Platforms, however, are like a bunch of point solutions tied together. I’ve seen that platforms are worth more than the sum of their parts. There are synergies (yes, that word), and network effects that make the platform exponentially more valuable as new features get added. In the mobile data universe of MightySignal and AppMonsta, the platforms were App Annie (now Data.ai), Apptopia, and 42matters. Each of them was orders of magnitude greater in revenue, number of customers, and valuation. They all did what MightySignal and AppMonsta did, but they also did a bunch of other stuff. They had other data and mixed them all together to make a killer app that was far more useful than each of the individual point solutions combined.

I’ve seen this elsewhere in my career. I remember talking to the founders of Sendbloom, an email marketing software, in their office many years ago. They were growing slowly and watching a couple of competitors, Outreach and Salesloft, take on ambitious product roadmaps. Sendbloom decided to focus on a single feature, drip campaigns. They were confident that Outreach and Salesloft would implode under their ambition, that they couldn’t possibly execute drip campaigns, and contact management, and prospecting, and more. In short, Sendbloom chose to be a point solution rather than a platform.

Here’s what happened: Outreach and Salesloft raised TONS of money, over $700M between them. Ambition attracts capital, and capital attracts talent. They hired great engineers and product managers, and they both succeeded. They became colossal tech companies with multi-billion dollar valuations. Sendbloom was sold to LinkedIn for an undisclosed amount. I figure it was enough to make the founders some money but only a fraction of the valuation that Outreach and Salesloft are now.

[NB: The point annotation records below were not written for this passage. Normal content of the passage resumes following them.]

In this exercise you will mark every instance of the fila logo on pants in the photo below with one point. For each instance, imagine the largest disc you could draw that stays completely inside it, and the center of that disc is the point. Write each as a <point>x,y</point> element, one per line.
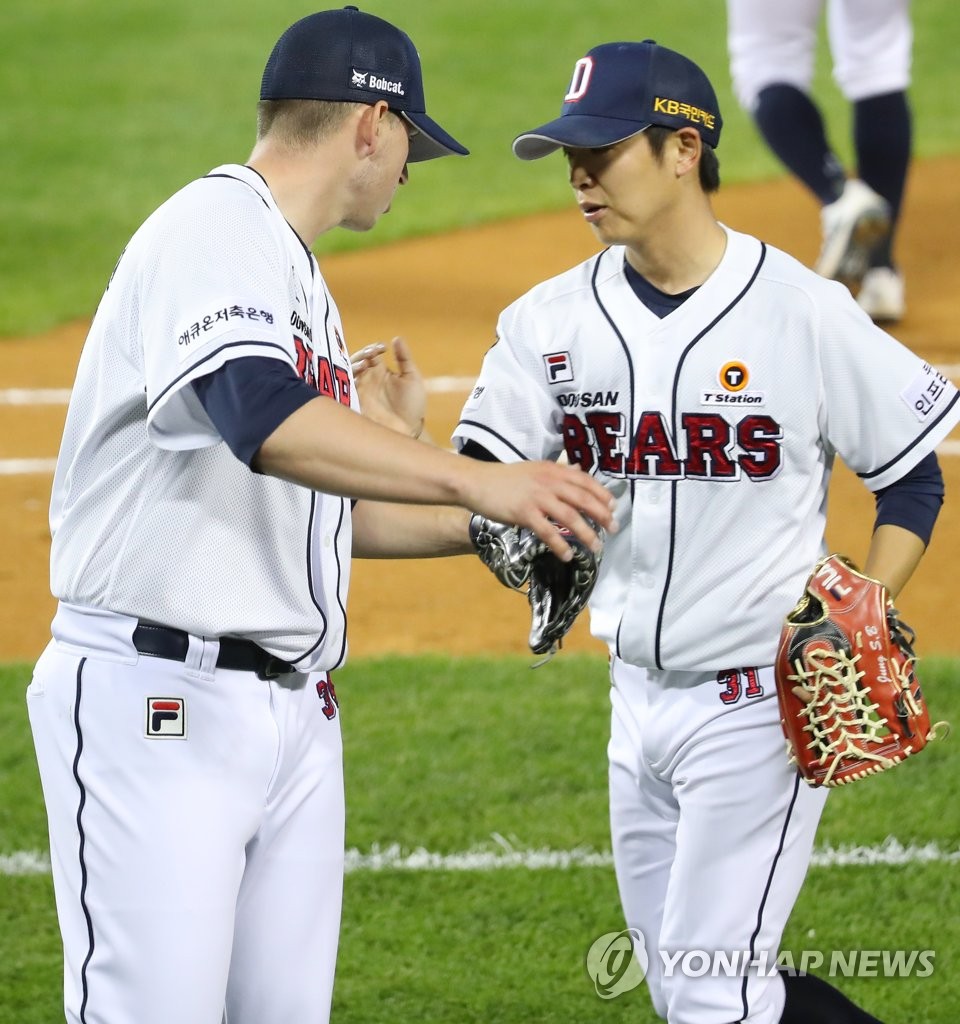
<point>166,718</point>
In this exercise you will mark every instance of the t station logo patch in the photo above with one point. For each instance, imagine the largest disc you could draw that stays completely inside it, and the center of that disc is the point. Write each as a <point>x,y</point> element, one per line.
<point>733,378</point>
<point>166,718</point>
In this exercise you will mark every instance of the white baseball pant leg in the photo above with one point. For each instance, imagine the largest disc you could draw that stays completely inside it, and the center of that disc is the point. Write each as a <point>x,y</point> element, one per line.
<point>199,879</point>
<point>776,43</point>
<point>711,834</point>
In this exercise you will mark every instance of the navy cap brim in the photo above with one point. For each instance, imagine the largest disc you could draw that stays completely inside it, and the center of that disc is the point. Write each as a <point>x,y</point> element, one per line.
<point>576,131</point>
<point>430,140</point>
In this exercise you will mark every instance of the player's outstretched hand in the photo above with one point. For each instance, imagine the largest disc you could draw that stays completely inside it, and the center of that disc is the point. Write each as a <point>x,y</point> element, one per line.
<point>544,496</point>
<point>393,397</point>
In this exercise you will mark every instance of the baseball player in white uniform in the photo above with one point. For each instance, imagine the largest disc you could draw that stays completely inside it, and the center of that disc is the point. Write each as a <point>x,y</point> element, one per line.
<point>709,380</point>
<point>773,46</point>
<point>185,722</point>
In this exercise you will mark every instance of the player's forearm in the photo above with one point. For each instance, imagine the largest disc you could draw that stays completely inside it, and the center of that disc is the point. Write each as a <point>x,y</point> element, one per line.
<point>893,555</point>
<point>385,530</point>
<point>328,448</point>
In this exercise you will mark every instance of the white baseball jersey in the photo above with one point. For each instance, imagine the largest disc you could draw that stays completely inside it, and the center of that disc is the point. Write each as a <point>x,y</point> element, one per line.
<point>153,515</point>
<point>716,428</point>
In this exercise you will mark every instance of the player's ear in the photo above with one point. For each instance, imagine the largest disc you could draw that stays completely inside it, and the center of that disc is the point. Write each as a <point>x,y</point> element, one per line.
<point>372,123</point>
<point>688,146</point>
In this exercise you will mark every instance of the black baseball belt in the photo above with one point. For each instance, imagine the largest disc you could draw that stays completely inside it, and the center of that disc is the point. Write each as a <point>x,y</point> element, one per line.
<point>236,654</point>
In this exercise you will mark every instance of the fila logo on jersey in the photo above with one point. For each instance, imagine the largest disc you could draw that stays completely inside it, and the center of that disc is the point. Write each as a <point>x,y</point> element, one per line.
<point>166,718</point>
<point>559,368</point>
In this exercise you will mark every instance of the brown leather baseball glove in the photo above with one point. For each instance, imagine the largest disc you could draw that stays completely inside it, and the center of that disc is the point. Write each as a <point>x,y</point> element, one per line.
<point>851,704</point>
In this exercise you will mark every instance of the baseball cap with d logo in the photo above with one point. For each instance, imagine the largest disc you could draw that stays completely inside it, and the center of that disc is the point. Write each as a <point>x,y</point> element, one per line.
<point>619,89</point>
<point>348,55</point>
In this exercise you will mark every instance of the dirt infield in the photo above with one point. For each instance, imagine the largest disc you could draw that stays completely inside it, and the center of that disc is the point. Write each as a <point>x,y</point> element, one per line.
<point>444,294</point>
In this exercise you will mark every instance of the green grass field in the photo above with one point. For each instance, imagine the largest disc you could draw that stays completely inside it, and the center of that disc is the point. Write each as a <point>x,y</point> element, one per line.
<point>108,108</point>
<point>455,755</point>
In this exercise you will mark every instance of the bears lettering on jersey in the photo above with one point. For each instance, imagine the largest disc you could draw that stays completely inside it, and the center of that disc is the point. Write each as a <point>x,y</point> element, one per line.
<point>328,378</point>
<point>711,448</point>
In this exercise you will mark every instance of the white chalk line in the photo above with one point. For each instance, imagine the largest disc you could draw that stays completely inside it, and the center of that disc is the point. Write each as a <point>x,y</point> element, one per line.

Point solutions don’t grow like platforms. They don’t accrue value and become big companies. I don’t want Shovels to be a point solution!

Shovels as a platform

Builty is a point solution, and from my conversation with the CEO, she’s happy to remain that way. She doesn’t want investors. She wants to build the best building permit scrape and enable us and others to create products (platforms) on top of it. When I asked her why she said what I’d quietly feared as Shovels moved down this path: the scrape is hard enough. They don’t have the bandwidth to figure out what to do with the data. Making the data accessible is all they can manage.

If Shovels wants to be a platform, it must avoid being a point solution. It should not be Builty. When my mind took me here yesterday, I had to sit back and laugh. All that mental struggle over the last few weeks, all that googling and searching and frustration that other companies were already scraping building permits, all of it was a blessing. We don’t need to do that. We can be Data.ai, Apptopia, Salesloft, and Outreach rather than MightySignal, AppMonsta, and Sendbloom.

This means we can start building the platform… NOW.

Here’s the data we need to mash up together to become the most interesting real estate and construction data platform:

  • MLS/Zillow for property detail and sales history
  • Builty for permit and inspection detail
  • Census for demographic information

With this data we can build products like:

  • Public contractor profiles with ratings
  • Time to permit and permit fees by permit type and city or county
  • Property valuation and square footage adjustment using detail from permits
  • A new green home rating using detail from permits
  • CRM for contractors pre-populated with their permitted jobs and leads based on permit history

And with other data that I’m not aware of yet, we’ll be able to build even more. This is the beauty of being a platform.

The clouds part when we don’t have to do the scrape ourselves. Now we can be creative!

The platform exercise

This got me thinking: could I have landed here sooner? Is there a lesson here about thinking beyond the initial problem?

The platform exercise could be like this:

  • State the current problem and solution you want to build
  • Now assume that the solution already exists and the original problem is solved
  • What’s the next big problem? <– This is probably where the money is!

Point solutions solve problems for platforms. Platforms solve problems for the market.

I want my next company to be big, so Shovels should be a platform.